Regia di Nadav Lapid vedi scheda film
L’onore ed il senso di appartenenza ad un grande paese sono tutto per Yaron, poliziotto delle forze speciali israeliane. Le sue parole, “questo è il più bel paese del mondo”, pronunciate ad inizio pellicola, descrivono appieno il suo mondo; la posa in compagnia dei suoi colleghi ed amici dopo una scalata in bicicletta esemplificano invece la sua idea di patriottismo. Fatto di riti, antichi e tradizionali, che vanno sempre e comunque rispettati. Di convivialità e atteggiamenti da “macho”. Di senso dell’onore ma anche di furbizia e maschilismo. Un mondo dorato, che gli permette di fare il suo lavoro senza porsi problemi di sorta. Ogni nemico di Israele è un suo nemico.
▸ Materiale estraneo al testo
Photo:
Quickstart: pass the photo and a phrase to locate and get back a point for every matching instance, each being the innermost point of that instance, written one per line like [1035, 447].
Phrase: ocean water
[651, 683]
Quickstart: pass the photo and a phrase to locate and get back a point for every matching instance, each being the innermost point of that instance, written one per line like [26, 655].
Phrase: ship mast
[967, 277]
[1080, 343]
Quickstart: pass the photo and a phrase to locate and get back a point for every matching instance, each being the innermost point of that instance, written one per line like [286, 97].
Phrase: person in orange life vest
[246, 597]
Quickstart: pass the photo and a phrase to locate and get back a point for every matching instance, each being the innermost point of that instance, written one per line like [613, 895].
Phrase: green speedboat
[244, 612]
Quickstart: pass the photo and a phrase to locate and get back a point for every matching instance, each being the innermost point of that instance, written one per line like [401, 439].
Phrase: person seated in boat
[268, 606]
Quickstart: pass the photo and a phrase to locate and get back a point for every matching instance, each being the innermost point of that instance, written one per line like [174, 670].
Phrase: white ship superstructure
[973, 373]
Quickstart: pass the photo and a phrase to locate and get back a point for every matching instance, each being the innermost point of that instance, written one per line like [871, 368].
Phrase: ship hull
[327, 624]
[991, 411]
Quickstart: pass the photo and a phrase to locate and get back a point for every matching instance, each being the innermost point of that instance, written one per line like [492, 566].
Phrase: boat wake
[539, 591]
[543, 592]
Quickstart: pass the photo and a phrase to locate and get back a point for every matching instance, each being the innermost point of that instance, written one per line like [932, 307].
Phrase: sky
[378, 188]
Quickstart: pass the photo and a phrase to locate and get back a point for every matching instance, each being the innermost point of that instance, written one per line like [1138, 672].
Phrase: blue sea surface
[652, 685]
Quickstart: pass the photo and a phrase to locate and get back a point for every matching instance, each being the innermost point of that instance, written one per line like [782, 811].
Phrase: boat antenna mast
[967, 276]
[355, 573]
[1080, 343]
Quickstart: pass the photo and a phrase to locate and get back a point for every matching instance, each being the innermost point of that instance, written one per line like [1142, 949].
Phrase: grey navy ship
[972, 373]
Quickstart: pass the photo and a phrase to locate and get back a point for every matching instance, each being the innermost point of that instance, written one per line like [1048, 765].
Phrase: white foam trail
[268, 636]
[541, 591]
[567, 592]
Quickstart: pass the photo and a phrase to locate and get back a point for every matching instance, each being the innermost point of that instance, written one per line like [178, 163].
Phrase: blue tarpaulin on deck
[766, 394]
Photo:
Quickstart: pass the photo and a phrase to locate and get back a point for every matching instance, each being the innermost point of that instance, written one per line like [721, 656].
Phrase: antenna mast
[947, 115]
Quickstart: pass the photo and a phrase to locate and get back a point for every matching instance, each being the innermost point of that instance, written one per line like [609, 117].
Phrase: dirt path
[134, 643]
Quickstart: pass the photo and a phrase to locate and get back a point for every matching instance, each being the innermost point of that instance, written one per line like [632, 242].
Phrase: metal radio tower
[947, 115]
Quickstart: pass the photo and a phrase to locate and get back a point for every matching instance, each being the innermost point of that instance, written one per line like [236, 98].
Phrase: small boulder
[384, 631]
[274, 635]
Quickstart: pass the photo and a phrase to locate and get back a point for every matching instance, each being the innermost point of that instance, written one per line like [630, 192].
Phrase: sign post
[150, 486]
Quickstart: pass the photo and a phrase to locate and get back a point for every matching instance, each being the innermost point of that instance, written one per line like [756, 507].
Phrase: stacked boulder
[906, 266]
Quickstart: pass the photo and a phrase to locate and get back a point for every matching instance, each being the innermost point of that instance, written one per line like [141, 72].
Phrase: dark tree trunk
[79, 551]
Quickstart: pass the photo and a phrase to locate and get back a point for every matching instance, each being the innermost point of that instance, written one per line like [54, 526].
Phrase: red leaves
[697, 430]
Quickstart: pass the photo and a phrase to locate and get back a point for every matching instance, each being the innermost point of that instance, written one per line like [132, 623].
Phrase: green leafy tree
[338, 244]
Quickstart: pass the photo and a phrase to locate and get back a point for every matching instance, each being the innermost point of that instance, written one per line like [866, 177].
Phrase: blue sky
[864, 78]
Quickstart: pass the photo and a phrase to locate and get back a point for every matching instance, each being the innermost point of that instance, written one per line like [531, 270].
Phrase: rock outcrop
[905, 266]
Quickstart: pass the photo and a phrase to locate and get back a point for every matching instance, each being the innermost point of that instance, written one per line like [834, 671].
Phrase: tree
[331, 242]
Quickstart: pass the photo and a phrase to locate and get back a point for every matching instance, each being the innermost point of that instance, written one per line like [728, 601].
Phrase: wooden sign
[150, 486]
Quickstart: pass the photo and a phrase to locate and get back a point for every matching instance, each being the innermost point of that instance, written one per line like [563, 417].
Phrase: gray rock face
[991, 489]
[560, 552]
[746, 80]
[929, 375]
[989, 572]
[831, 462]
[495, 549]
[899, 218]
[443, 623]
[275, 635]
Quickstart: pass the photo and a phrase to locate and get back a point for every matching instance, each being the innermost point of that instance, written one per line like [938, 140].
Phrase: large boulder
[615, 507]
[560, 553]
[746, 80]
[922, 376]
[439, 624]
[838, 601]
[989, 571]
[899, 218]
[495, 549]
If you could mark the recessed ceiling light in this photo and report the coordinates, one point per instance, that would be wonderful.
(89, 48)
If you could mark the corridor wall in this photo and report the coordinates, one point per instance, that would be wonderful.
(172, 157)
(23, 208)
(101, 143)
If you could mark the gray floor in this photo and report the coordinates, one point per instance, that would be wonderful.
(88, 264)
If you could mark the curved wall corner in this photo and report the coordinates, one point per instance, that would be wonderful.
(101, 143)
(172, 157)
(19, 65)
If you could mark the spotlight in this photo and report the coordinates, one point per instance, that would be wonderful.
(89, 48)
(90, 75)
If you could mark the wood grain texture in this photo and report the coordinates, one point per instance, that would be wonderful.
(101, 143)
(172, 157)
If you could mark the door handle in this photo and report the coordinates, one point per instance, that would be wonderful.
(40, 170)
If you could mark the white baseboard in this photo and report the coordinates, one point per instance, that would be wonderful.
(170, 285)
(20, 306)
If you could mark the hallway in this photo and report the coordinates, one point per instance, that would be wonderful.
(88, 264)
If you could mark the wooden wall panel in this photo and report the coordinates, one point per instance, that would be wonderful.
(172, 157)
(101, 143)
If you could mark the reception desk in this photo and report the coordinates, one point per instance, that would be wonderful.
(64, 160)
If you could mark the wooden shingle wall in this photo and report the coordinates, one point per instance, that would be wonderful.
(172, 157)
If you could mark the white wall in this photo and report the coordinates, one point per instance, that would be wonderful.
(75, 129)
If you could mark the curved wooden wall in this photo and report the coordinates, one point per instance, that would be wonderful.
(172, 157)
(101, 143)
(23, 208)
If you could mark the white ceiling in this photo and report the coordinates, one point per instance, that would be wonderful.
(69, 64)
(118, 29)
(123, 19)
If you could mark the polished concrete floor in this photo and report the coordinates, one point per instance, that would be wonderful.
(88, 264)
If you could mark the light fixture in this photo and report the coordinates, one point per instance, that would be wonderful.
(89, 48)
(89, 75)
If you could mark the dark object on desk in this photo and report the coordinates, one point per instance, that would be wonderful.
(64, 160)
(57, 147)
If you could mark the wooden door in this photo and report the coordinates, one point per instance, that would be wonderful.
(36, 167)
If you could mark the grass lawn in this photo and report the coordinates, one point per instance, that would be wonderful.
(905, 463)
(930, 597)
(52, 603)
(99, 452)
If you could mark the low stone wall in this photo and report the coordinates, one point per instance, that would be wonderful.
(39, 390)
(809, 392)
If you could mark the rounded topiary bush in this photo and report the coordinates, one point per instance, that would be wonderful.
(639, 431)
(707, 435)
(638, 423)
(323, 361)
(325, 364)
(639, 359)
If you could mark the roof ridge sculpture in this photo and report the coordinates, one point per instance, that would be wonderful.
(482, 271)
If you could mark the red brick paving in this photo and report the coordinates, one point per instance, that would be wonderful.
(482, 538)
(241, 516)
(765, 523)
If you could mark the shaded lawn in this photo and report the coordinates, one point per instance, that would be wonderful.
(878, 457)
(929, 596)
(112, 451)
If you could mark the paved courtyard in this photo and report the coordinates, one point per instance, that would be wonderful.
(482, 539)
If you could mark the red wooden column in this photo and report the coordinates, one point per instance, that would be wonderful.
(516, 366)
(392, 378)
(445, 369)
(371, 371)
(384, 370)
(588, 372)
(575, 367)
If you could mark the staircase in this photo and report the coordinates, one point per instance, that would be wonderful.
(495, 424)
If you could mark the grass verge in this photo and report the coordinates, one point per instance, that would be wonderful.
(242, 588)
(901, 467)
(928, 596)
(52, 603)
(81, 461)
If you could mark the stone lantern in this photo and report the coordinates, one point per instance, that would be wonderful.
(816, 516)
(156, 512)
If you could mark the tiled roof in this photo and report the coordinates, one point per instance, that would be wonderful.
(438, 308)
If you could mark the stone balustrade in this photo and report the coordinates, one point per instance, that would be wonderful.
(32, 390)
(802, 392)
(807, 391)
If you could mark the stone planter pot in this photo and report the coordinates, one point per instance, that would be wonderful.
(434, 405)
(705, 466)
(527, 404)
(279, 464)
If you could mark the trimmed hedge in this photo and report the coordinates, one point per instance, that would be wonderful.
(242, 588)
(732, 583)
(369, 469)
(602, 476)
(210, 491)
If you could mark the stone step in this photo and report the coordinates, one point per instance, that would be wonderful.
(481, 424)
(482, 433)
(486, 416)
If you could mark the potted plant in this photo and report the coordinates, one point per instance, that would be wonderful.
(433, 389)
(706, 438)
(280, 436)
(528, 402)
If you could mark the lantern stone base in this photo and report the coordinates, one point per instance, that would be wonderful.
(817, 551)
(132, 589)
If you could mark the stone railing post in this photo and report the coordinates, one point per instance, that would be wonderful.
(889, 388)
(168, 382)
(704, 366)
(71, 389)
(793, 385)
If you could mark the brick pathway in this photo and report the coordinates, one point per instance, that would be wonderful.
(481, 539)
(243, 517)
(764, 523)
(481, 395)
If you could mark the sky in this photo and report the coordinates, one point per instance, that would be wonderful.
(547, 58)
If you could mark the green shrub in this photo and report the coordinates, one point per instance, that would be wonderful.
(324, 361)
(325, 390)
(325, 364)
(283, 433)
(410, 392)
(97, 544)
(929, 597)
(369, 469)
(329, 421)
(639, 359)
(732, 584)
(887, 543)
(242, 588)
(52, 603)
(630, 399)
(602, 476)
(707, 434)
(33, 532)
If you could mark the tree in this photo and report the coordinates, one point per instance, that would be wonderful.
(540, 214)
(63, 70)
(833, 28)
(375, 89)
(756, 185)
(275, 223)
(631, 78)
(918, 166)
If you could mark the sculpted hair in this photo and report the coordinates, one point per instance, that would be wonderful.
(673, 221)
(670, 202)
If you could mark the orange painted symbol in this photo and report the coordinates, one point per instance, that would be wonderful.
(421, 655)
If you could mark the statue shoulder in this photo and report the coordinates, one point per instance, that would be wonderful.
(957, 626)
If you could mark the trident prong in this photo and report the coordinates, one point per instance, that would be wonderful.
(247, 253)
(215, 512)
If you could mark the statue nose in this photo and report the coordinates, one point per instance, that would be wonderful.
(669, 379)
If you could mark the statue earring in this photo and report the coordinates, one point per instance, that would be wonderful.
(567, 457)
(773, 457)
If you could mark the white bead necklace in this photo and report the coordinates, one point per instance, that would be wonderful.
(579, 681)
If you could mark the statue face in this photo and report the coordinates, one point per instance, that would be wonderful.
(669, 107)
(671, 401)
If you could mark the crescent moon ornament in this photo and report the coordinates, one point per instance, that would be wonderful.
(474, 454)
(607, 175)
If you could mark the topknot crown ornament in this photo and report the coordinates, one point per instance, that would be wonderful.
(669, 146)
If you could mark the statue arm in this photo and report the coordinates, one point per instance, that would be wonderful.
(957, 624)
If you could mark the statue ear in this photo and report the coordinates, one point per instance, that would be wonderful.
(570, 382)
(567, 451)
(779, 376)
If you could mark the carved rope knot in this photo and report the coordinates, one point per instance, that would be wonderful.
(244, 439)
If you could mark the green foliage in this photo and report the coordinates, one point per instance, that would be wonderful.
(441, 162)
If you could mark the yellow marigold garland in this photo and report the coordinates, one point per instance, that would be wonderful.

Nessun dubbio è ammesso.
La necessità del regista israeliano di caratterizzare le diverse anime che compongono il suo paese si rispecchia nell’accorta messa in scena del film, asettica al limite dell’introspezione, caratterizzata da una fotografia slavata come la secchezza dei brulli paesaggi desertici che circondano la città di Tel Aviv. Anche la sceneggiatura e i dialoghi (dello stesso regista) seguono la stessa minimale linea d’indirizzo: gli interni utilizzati, sottilmente splendenti nella loro modernità e nei loro colori chiari, non creano contrasti palesi con le invece focose motivazioni dei personaggi rappresentati, quasi tutti (in)coscienti che le loro scelte li porteranno al fine ultimo, a morire per i loro ideali.
Perché Israele, apparentemente immobile come i pacati piani-sequenza accortamente utilizzati da Lapid, ci viene descritta in balìa di un momento di feroce disillusione, storica e politica. La realizzazione da parte di una fetta sempre più ampia della popolazione che la terra promessa (dopo l’immane catastrofe della Shoah) è in realtà una terra insanguinata e sotto assedio, che gli oppressi del passato si stanno trasformando negli oppressori odierni (o futuri) e che la “soluzione” del conflitto non è vicina, spinta lontano dalle urla e dalle violenze degli opposti estremismi arabo-israeliani. Un paese sull’orlo di un ovattato declino, con disparità sociali sempre più evidenti che hanno consentito ad un nutrito gruppo di “squali” dell’alta finanza di arricchirsi all’inverosimile a scapito delle classi sociali più basse. Nulla di nuovo sotto al sole, verrebbe da dire ad un italiano (o europeo) ma la deriva descritta nel film scava dal di dentro di una società che si pensava felice. Creando anomalie e cortocircuiti nel fiero tessuto patriottico da sempre bandiera del paese mediorientale, e la nascita di una nuova coscienza socialista in giovani nati già disillusi.
Un paese che richiede ad uomini come Yaron di risolvere definitivamente queste anomalie (esterne ed interne). Senza sapere che un semplice sguardo, pallido come la sabbia del deserto, possa far venire un dubbio. Un tarlo che potrebbe cambiare la vita di un uomo. Di un padre e della sua creatura.